Chaque section thématique se décompose en plusieurs sous-sections. Chaque section et sous-section débute par un texte introductif qui, de façon synthétique, contextualise et présente les faits importants pour chacune des questions traitées, les enjeux et positions des principaux acteurs étatiques, la France et le Royaume-Uni. Les politiques conduites ou prises de position des États-Unis et de l’URSS à l’égard des différents sujets abordés sont considérées, afin de tenir compte du rôle incontournable de ces deux pays pendant la période examinée. Un état des lieux de l’action de l’UEO est exposé pour chacune des thématiques.

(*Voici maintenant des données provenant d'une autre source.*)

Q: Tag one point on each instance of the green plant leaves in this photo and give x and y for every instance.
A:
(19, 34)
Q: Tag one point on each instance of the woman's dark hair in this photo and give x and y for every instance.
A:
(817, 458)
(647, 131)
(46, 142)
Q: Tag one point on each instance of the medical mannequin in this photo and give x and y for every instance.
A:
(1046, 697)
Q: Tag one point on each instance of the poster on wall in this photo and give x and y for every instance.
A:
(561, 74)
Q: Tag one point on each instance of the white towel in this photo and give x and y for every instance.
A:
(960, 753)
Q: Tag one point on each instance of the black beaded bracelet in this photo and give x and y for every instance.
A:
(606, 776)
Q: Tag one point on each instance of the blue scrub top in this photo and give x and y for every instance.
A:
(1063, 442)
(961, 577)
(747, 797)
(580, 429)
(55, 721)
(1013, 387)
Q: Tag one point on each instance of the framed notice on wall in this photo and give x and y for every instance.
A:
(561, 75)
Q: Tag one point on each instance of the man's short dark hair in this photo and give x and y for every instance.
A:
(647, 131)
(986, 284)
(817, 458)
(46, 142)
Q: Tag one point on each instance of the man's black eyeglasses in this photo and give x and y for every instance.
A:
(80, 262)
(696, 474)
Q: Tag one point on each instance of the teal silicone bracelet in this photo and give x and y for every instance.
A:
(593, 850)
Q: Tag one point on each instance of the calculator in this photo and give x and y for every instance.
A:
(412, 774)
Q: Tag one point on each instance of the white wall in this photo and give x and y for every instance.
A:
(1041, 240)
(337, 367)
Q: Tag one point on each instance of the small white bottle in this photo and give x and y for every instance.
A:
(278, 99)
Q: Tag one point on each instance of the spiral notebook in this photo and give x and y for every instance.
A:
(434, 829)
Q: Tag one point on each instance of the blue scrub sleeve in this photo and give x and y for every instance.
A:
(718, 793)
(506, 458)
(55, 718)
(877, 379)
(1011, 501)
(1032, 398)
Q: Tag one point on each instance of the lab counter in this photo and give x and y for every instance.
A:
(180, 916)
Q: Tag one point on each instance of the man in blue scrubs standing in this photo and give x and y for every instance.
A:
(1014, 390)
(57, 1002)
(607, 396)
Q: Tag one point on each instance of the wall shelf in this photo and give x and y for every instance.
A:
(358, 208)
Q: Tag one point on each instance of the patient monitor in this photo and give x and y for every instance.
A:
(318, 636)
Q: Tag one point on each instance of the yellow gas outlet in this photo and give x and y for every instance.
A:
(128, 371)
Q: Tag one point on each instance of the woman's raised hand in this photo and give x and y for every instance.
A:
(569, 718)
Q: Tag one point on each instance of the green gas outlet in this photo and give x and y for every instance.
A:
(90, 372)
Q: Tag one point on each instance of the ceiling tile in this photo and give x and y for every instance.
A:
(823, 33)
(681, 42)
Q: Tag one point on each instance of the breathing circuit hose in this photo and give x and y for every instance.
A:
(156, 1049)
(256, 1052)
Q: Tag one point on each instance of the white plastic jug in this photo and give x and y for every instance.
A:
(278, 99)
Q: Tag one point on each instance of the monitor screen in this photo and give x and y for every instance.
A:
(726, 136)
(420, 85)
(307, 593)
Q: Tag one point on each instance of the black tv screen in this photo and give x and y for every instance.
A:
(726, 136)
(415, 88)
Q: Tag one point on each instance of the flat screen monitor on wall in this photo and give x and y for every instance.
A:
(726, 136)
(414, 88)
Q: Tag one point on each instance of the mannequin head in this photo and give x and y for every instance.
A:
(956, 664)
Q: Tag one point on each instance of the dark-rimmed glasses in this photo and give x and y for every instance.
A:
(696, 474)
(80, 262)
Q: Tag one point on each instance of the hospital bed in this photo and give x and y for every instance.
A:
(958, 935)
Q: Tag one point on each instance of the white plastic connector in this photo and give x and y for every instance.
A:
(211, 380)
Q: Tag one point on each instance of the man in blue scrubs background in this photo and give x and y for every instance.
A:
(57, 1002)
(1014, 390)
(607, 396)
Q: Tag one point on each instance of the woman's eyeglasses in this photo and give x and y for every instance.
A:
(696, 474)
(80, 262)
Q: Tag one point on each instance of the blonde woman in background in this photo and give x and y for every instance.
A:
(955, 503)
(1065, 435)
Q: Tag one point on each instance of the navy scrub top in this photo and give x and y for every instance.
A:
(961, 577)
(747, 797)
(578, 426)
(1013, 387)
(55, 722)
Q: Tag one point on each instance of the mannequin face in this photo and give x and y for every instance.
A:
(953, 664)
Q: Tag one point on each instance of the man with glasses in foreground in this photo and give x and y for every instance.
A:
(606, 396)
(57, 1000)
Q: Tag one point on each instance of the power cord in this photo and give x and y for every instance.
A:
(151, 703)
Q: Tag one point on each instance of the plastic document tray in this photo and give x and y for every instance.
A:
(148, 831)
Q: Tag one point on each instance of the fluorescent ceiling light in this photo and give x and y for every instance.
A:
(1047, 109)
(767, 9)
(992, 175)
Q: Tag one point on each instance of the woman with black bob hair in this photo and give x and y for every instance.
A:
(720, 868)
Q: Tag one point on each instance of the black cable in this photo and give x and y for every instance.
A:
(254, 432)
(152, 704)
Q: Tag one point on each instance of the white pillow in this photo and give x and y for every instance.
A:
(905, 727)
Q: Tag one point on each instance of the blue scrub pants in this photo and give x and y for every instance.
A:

Au sein de chaque section et sous-section, les documents sélectionnés sont présentés dans un ordre chronologique. Ils disposent tous de références bibliographiques qui en assurent la citation et sont accompagnés de légendes. Ces dernières replacent les documents dans leur contexte et soulignent les éléments pertinents en rapport avec le thème ou sous-thème auquel les documents se rattachent.



Limitations du champ de recherche


La ePublication thématique ainsi que le ePaper couvrent la période de 1954 à 1982. La sélection des documents exclut l’Union occidentale pour se concentrer sur l’UEO[5]. La limite supérieure de la période analysée est dépendante des conditions de communication au public des documents diplomatiques. Conformément à la décision C(11)05 finale du Conseil permanent de l’UEO du 11 mai 2011, seuls les documents de plus de trente ans sont communicables et publiables. Engagé en 2012, le projet s’arrête par conséquent à l’année 1982.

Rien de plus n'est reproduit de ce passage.